Global Policy for Typhoid

Although the global burden of typhoid fever remains high, the global community has yet to coalesce around a comprehensive global policy or strategy for the management of the illness.

World Health Organization

In 2003, the World Health Organization (WHO) published Background Document: The Diagnosis, Treatment and Prevention of Typhoid Fever. Although this report is not intended as policy guidance, it outlines key prevention tools—including safe water, food safety, sanitation, and health education, alongside vaccines—as elements of a comprehensive prevention approach. The report identifies appropriate antibiotics as the proper course of treatment for typhoid fever, and it acknowledges antibiotic resistance as a growing issue. WHO partners with national governments during an outbreak to set forth specific guidelines to curb escalation.

In 2008, WHO published a position paper for typhoid, which acknowledged the international public health impact of the disease. Designed for national public health officials and immunization program managers, the position paper on typhoid fever and typhoid vaccines serves as the framework in which typhoid interventions are considered. The paper considers the high burden of typhoid fever and increasing drug resistance in relation to the safety, efficacy, feasibility, and affordability of two licensed vaccines (Vi and Ty21A). It states that “countries should consider the programmatic use of typhoid vaccines for controlling endemic disease.” For most countries, control efforts will focus on vaccinating high-risk groups and populations. The paper also acknowledges the epidemic potential of typhoid fever and recommends using vaccines as a method for outbreak control. Additionally, the 2008 recommendation states that “all typhoid fever vaccination programmes should be implemented in the context of other efforts to control the disease, including health education, water quality and sanitation improvements, and training of health professionals in diagnosis and treatment.”

In an updated Weekly Epidemiological Record published in 2017, WHO refers to typhoid conjugate vaccines (TCVs) but defers a recommendation until additional data are reviewed later this year.

Gavi, the Vaccine Alliance

Every five years, Gavi, the Vaccine Alliance develops the Vaccine Investment Strategy (VIS) to determine which vaccines will be available through Gavi’s support programs. In 2008, Gavi prioritized typhoid vaccines for inclusion in the portfolio. However, since licensed polysaccharide typhoid vaccines are not suitable for infants and TCVs were thought to be on the horizon, no financial commitment was made at that time.

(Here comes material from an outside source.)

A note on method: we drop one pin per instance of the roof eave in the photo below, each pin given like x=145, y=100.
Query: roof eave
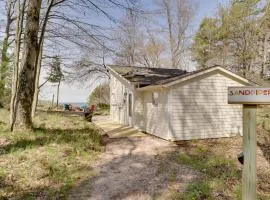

In the most recent VIS, developed in 2013, Gavi did not reevaluate TCVs as they were already prioritized in the earlier strategy. At this time, Gavi agreed that a funding window could be opened if a suitable TCV reached prequalification status and was made available in the 2013 strategy’s time frame.

Gavi will revise the VIS again in 2018; the inclusion of TCVs is contingent upon recommendations from the Strategic Advisory Group of Experts on Immunization. In order for Gavi to consider allocating funds for TCVs, at least one prequalified product must be available.